A smart C compiler can probably optimize your loop away by recognizing that at the end, a
will always be 1. Python can't do that because when iterating over xrange
, it needs to call __next__
on the xrange
object until it raises StopIteration
. python can't know if __next__
will have side-effect until it calls it, so there is no way to optimize the loop away. The take-away message from this paragraph is that it is MUCH HARDER to optimize a Python "compiler" than a C compiler because python is such a dynamic language and requires the compiler to know how the object will behave in certain circumstances. In
C, that's much easier because C knows exactly what type every object is ahead of time.

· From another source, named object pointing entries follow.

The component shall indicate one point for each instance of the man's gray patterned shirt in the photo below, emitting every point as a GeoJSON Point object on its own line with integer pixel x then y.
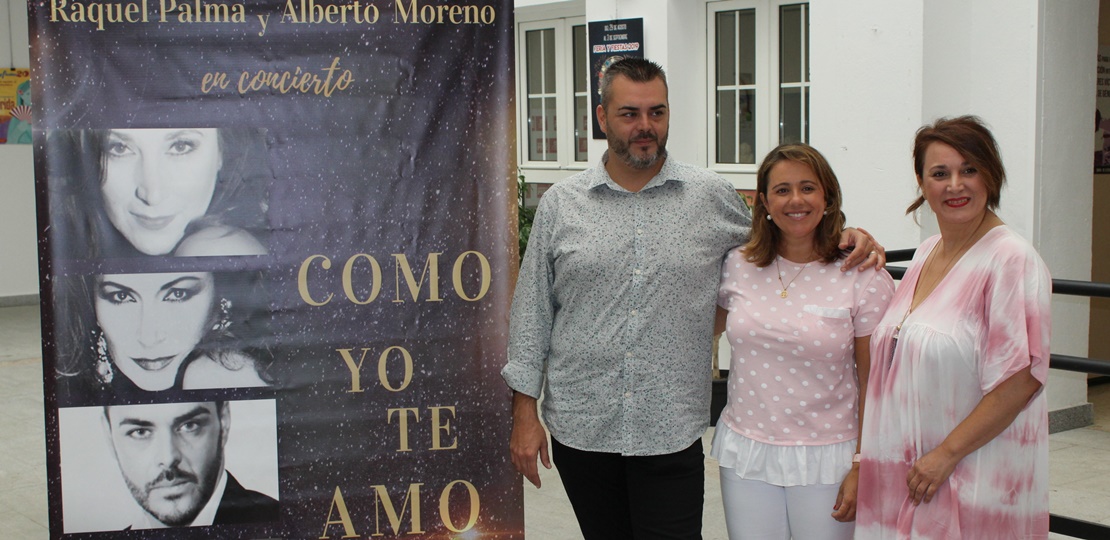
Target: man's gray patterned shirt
{"type": "Point", "coordinates": [614, 307]}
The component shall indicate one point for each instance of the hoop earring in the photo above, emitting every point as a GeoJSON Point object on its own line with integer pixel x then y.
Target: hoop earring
{"type": "Point", "coordinates": [103, 367]}
{"type": "Point", "coordinates": [224, 321]}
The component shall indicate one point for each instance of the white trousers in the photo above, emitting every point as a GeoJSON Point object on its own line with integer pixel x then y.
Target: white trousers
{"type": "Point", "coordinates": [756, 510]}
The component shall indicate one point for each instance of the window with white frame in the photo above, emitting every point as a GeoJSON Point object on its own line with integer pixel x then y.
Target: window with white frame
{"type": "Point", "coordinates": [554, 93]}
{"type": "Point", "coordinates": [758, 79]}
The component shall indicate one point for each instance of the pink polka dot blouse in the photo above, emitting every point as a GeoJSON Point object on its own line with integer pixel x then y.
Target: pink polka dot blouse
{"type": "Point", "coordinates": [791, 377]}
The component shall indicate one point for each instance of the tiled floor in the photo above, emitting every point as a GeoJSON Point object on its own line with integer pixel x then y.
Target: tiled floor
{"type": "Point", "coordinates": [1080, 459]}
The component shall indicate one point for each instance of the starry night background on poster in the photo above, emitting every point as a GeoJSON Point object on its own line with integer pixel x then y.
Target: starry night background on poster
{"type": "Point", "coordinates": [412, 162]}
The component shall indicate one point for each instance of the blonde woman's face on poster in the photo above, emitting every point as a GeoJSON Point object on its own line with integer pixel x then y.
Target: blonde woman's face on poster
{"type": "Point", "coordinates": [157, 181]}
{"type": "Point", "coordinates": [153, 321]}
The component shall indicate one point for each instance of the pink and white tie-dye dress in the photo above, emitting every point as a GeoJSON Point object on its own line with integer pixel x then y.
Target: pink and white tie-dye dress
{"type": "Point", "coordinates": [988, 319]}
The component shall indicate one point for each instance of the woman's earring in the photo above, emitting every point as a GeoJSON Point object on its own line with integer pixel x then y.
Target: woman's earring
{"type": "Point", "coordinates": [224, 321]}
{"type": "Point", "coordinates": [104, 372]}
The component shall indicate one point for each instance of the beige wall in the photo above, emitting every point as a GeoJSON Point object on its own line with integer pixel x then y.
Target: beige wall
{"type": "Point", "coordinates": [1100, 233]}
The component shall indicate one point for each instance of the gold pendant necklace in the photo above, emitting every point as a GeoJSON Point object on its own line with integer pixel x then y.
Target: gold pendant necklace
{"type": "Point", "coordinates": [783, 293]}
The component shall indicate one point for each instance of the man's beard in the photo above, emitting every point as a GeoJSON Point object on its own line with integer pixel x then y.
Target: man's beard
{"type": "Point", "coordinates": [177, 517]}
{"type": "Point", "coordinates": [621, 149]}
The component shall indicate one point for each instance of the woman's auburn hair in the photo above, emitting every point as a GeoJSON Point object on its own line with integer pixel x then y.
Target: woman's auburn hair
{"type": "Point", "coordinates": [763, 245]}
{"type": "Point", "coordinates": [970, 137]}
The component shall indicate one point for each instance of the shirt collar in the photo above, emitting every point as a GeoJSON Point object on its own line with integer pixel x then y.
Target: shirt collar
{"type": "Point", "coordinates": [668, 172]}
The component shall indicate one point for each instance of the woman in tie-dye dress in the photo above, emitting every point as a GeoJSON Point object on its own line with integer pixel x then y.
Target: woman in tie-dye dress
{"type": "Point", "coordinates": [955, 441]}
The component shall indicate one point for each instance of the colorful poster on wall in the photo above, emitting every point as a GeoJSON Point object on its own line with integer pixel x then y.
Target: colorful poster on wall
{"type": "Point", "coordinates": [14, 107]}
{"type": "Point", "coordinates": [608, 42]}
{"type": "Point", "coordinates": [1102, 112]}
{"type": "Point", "coordinates": [275, 252]}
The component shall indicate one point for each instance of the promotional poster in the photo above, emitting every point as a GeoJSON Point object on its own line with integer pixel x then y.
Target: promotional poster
{"type": "Point", "coordinates": [14, 107]}
{"type": "Point", "coordinates": [276, 249]}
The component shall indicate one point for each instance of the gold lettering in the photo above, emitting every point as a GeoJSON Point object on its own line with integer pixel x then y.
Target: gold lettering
{"type": "Point", "coordinates": [302, 280]}
{"type": "Point", "coordinates": [443, 426]}
{"type": "Point", "coordinates": [355, 369]}
{"type": "Point", "coordinates": [475, 506]}
{"type": "Point", "coordinates": [344, 517]}
{"type": "Point", "coordinates": [456, 277]}
{"type": "Point", "coordinates": [382, 501]}
{"type": "Point", "coordinates": [431, 266]}
{"type": "Point", "coordinates": [402, 425]}
{"type": "Point", "coordinates": [375, 279]}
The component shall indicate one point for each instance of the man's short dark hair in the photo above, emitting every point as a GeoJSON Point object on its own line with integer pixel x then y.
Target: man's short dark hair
{"type": "Point", "coordinates": [219, 411]}
{"type": "Point", "coordinates": [635, 69]}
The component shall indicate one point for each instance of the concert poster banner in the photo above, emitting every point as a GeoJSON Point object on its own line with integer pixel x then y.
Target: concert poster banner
{"type": "Point", "coordinates": [611, 41]}
{"type": "Point", "coordinates": [276, 250]}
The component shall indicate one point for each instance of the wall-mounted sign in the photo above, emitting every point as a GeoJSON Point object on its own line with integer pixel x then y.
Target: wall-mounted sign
{"type": "Point", "coordinates": [608, 42]}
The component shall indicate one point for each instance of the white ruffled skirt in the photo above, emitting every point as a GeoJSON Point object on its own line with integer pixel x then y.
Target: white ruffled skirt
{"type": "Point", "coordinates": [778, 465]}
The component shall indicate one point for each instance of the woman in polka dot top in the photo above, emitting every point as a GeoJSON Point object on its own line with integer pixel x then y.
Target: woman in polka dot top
{"type": "Point", "coordinates": [799, 328]}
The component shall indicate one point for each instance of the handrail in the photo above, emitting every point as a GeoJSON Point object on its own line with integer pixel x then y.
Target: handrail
{"type": "Point", "coordinates": [1059, 525]}
{"type": "Point", "coordinates": [1059, 286]}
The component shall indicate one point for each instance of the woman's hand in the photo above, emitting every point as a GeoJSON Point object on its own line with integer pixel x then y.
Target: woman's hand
{"type": "Point", "coordinates": [866, 252]}
{"type": "Point", "coordinates": [929, 473]}
{"type": "Point", "coordinates": [845, 508]}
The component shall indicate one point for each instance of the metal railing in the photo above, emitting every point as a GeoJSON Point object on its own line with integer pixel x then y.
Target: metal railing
{"type": "Point", "coordinates": [1059, 525]}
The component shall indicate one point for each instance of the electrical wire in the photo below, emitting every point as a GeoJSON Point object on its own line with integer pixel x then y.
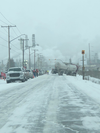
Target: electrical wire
{"type": "Point", "coordinates": [3, 45]}
{"type": "Point", "coordinates": [3, 39]}
{"type": "Point", "coordinates": [6, 18]}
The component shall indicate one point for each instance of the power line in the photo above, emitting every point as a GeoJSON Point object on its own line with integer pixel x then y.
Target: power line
{"type": "Point", "coordinates": [3, 39]}
{"type": "Point", "coordinates": [3, 45]}
{"type": "Point", "coordinates": [3, 22]}
{"type": "Point", "coordinates": [10, 23]}
{"type": "Point", "coordinates": [6, 19]}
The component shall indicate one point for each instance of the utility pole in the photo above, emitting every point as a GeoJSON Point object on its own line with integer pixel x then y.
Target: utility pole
{"type": "Point", "coordinates": [83, 52]}
{"type": "Point", "coordinates": [23, 50]}
{"type": "Point", "coordinates": [34, 57]}
{"type": "Point", "coordinates": [9, 26]}
{"type": "Point", "coordinates": [89, 58]}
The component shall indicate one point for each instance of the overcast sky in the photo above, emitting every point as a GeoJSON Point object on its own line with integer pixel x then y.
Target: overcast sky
{"type": "Point", "coordinates": [68, 25]}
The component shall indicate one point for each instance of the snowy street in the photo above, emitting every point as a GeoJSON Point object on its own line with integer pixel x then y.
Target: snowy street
{"type": "Point", "coordinates": [50, 104]}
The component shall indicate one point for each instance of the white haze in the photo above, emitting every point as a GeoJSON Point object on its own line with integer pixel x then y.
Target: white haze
{"type": "Point", "coordinates": [63, 28]}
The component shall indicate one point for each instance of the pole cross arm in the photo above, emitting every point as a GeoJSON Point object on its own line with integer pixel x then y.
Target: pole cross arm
{"type": "Point", "coordinates": [17, 37]}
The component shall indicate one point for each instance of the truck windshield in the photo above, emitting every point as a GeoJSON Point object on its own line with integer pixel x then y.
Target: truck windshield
{"type": "Point", "coordinates": [15, 69]}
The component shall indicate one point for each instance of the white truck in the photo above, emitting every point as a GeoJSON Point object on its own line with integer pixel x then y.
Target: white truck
{"type": "Point", "coordinates": [16, 73]}
{"type": "Point", "coordinates": [66, 68]}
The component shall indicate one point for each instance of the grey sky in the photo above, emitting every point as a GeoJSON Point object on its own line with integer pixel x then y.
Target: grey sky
{"type": "Point", "coordinates": [68, 24]}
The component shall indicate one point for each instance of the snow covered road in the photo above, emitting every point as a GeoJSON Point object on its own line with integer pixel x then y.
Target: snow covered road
{"type": "Point", "coordinates": [50, 104]}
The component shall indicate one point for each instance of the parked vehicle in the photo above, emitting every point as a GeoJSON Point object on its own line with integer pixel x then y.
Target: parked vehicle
{"type": "Point", "coordinates": [29, 73]}
{"type": "Point", "coordinates": [16, 73]}
{"type": "Point", "coordinates": [66, 68]}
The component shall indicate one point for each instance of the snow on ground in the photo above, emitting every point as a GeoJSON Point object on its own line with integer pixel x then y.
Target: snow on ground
{"type": "Point", "coordinates": [50, 103]}
{"type": "Point", "coordinates": [87, 86]}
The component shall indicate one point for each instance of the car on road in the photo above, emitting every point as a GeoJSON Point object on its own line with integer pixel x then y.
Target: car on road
{"type": "Point", "coordinates": [16, 73]}
{"type": "Point", "coordinates": [29, 73]}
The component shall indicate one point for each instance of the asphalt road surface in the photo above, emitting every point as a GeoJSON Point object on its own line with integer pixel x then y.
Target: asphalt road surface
{"type": "Point", "coordinates": [47, 104]}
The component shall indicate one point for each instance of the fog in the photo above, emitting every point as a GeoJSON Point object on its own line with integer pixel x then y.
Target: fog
{"type": "Point", "coordinates": [63, 28]}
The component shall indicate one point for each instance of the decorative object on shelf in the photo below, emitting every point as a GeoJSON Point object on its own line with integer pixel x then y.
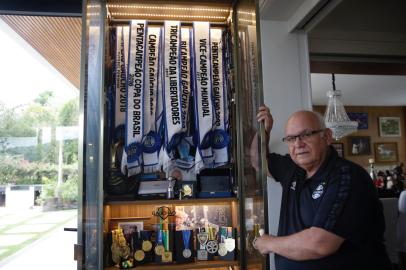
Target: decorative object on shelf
{"type": "Point", "coordinates": [163, 212]}
{"type": "Point", "coordinates": [336, 117]}
{"type": "Point", "coordinates": [187, 189]}
{"type": "Point", "coordinates": [170, 194]}
{"type": "Point", "coordinates": [389, 127]}
{"type": "Point", "coordinates": [360, 118]}
{"type": "Point", "coordinates": [359, 145]}
{"type": "Point", "coordinates": [339, 147]}
{"type": "Point", "coordinates": [386, 152]}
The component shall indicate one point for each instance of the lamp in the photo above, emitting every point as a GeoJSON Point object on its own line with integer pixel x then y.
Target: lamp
{"type": "Point", "coordinates": [336, 117]}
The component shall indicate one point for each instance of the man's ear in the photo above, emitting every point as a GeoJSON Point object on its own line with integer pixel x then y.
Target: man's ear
{"type": "Point", "coordinates": [328, 134]}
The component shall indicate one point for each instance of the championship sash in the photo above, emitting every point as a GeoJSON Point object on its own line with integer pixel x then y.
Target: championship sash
{"type": "Point", "coordinates": [203, 95]}
{"type": "Point", "coordinates": [152, 140]}
{"type": "Point", "coordinates": [171, 92]}
{"type": "Point", "coordinates": [185, 77]}
{"type": "Point", "coordinates": [220, 136]}
{"type": "Point", "coordinates": [121, 54]}
{"type": "Point", "coordinates": [135, 98]}
{"type": "Point", "coordinates": [185, 150]}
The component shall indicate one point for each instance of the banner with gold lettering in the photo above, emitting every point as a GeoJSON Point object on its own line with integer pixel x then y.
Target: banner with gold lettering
{"type": "Point", "coordinates": [203, 96]}
{"type": "Point", "coordinates": [135, 99]}
{"type": "Point", "coordinates": [171, 92]}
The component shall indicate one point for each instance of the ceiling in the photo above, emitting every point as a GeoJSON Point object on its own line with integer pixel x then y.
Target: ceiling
{"type": "Point", "coordinates": [57, 39]}
{"type": "Point", "coordinates": [378, 36]}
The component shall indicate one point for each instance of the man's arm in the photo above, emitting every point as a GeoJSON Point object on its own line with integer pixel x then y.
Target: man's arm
{"type": "Point", "coordinates": [309, 244]}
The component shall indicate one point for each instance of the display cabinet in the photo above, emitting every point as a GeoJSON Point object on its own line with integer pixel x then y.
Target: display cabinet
{"type": "Point", "coordinates": [118, 210]}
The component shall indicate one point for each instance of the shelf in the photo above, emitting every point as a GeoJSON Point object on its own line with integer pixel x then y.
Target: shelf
{"type": "Point", "coordinates": [175, 202]}
{"type": "Point", "coordinates": [195, 265]}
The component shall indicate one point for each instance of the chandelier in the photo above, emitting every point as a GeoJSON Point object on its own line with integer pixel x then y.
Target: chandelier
{"type": "Point", "coordinates": [336, 117]}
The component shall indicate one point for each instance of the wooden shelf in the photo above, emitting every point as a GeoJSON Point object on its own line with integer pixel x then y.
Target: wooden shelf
{"type": "Point", "coordinates": [195, 265]}
{"type": "Point", "coordinates": [176, 202]}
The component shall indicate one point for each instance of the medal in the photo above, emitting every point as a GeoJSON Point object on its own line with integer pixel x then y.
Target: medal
{"type": "Point", "coordinates": [202, 255]}
{"type": "Point", "coordinates": [146, 245]}
{"type": "Point", "coordinates": [229, 241]}
{"type": "Point", "coordinates": [222, 249]}
{"type": "Point", "coordinates": [167, 256]}
{"type": "Point", "coordinates": [186, 238]}
{"type": "Point", "coordinates": [139, 255]}
{"type": "Point", "coordinates": [212, 246]}
{"type": "Point", "coordinates": [159, 248]}
{"type": "Point", "coordinates": [202, 237]}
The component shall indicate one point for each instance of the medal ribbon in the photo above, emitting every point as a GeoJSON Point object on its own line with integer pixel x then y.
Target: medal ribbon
{"type": "Point", "coordinates": [159, 237]}
{"type": "Point", "coordinates": [203, 95]}
{"type": "Point", "coordinates": [171, 91]}
{"type": "Point", "coordinates": [122, 35]}
{"type": "Point", "coordinates": [186, 238]}
{"type": "Point", "coordinates": [166, 239]}
{"type": "Point", "coordinates": [220, 137]}
{"type": "Point", "coordinates": [135, 97]}
{"type": "Point", "coordinates": [152, 140]}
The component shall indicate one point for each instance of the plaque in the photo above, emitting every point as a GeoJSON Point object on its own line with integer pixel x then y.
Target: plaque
{"type": "Point", "coordinates": [139, 255]}
{"type": "Point", "coordinates": [202, 254]}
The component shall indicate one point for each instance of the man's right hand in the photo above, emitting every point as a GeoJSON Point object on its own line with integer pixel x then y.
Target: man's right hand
{"type": "Point", "coordinates": [264, 115]}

Of course, compiler aside, python needs to do a lot more work. In C
, you're working with base types using operations supported in hardware instructions. In python, the interpreter is interpreting the byte-code one line at a time in software. Clearly that is going to take longer than machine level instructions. And the data model (e.g. calling __next__
over and over again) can also lead to a lot of function calls which the C doesn't need to do. Of course, python does this stuff to make it much more flexible than you can have in a compiled language.
The typical way to speed up python code is to use libraries or intrinsic functions which provide a high level interface to low-level compiled code. scipy
and numpy
are excellent examples this kind of library. Other things you can look into are using pypy which includes a JIT compiler -- you probably won't reach native speeds, but it'll probably beat Cpython (the most common implementation), or writing extensions in C/fortran using the Cpython-API, cython or f2py for performance critical sections of code.